Kevin Caizley

Personal information
- Full name: Kevin Caizley
- Date of birth: 2 December 1968 (age 57)
- Place of birth: Jarrow, England
- Position: Midfielder

Senior career*
- Years: Team / Apps / (Gls)
- 1984–1988: Newcastle United / 0 / (0)
- 1988–1989: Darlington / 12 / (1)
- 1990: North Perth Croatia
- –: Newcastle Blue Star
- –: Blyth Spartans
- –: Hebburn Town

= Kevin Caizley =

English footballer

Kevin Caizley (born 2 December 1968) was an English footballer who made 12 appearances in the Football League playing as a midfielder for Darlington. He started his football career on the books of Newcastle United signing as a schoolboy in 1984 before beginning his full-time professional career with them from 1985 to 1988. Without representing them in the football League, he represented them many times in the reserves and youth teams. He then signed for Darlington FC for the 1988–89 season. He then went on to play for North Perth Croatia, Western Australia in 1990. He went on to play non-league football for Newcastle Blue Star, Blyth Spartans and Hebburn Town. He started his academic studies at Gateshead College in 1994 before moving to the United States in 1995 to continue his studies.
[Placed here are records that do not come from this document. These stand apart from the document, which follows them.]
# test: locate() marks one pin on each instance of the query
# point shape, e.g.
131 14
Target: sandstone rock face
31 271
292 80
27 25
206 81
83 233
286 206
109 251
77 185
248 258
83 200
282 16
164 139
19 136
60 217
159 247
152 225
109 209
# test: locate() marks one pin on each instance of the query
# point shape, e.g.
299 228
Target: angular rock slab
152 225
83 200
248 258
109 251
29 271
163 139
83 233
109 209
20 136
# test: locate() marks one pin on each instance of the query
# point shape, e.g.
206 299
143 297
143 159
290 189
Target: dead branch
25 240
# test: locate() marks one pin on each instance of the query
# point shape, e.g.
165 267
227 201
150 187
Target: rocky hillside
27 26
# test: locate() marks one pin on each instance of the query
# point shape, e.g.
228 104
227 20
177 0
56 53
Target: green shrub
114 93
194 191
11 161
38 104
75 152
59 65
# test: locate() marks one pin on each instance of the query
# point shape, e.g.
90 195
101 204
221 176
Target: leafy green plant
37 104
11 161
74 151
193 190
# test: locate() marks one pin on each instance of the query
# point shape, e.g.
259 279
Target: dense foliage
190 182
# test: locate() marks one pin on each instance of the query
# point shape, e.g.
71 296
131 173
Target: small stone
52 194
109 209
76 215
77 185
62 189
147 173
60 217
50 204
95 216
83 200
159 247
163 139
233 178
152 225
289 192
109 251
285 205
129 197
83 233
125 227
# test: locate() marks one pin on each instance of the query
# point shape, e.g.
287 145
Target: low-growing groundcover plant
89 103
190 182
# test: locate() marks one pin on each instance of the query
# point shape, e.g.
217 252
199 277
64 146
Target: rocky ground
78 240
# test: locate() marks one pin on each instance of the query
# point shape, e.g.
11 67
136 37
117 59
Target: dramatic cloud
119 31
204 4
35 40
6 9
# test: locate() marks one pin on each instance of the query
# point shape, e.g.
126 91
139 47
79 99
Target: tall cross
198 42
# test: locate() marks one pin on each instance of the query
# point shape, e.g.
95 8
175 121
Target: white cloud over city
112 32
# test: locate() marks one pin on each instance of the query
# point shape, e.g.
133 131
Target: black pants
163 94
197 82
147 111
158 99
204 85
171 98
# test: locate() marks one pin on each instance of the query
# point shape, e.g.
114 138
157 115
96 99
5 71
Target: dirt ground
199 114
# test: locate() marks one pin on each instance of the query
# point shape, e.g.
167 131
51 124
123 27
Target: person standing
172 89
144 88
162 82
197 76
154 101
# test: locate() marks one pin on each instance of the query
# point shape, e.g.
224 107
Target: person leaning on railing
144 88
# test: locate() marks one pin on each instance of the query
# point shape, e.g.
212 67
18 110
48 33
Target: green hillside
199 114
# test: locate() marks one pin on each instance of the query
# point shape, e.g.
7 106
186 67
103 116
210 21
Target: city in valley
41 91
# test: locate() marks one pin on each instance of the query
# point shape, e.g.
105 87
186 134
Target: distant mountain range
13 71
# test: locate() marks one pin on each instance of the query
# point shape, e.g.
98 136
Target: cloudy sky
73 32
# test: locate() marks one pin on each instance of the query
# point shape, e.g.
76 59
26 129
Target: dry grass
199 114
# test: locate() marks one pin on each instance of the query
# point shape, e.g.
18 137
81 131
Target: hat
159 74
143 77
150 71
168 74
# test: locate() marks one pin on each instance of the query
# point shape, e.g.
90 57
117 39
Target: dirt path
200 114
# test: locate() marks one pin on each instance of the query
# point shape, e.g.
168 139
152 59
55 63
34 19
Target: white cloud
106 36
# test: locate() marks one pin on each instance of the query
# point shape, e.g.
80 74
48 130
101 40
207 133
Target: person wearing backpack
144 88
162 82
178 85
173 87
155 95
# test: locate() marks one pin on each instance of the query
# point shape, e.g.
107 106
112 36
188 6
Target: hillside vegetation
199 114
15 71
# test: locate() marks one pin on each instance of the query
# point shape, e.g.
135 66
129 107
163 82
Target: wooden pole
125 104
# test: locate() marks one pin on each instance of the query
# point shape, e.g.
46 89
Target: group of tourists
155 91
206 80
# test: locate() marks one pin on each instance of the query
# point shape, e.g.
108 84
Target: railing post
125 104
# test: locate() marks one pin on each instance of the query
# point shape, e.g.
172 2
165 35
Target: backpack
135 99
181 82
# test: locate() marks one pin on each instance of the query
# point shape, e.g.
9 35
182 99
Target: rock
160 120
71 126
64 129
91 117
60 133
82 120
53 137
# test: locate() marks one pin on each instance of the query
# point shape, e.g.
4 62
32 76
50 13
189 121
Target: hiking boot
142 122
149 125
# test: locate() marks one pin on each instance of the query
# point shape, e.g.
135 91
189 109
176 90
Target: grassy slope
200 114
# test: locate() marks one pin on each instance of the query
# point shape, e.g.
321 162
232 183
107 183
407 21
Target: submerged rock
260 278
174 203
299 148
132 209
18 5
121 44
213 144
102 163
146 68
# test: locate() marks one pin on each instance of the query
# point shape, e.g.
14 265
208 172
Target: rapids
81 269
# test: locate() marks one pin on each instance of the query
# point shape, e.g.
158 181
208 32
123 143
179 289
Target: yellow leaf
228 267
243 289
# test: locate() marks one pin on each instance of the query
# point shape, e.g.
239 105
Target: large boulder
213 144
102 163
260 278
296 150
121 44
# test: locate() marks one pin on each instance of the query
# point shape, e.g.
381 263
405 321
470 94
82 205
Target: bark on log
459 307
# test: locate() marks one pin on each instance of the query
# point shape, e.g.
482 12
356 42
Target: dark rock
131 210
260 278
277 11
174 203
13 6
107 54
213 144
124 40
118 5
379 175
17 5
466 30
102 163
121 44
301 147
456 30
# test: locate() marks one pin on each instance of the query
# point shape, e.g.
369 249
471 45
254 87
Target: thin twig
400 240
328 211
He continued his full-time studies from 1995 until 2001 when he graduated as a Doctor of Chiropractic in April 2001. He practiced privately until 2017, when he became a teacher at Kingwood Park High School. He has also coached competitive soccer in the US with Texas Heatwave, Eclipse, Albion Hurricanes, Kingwood Alliance and Challenge Soccer Clubs.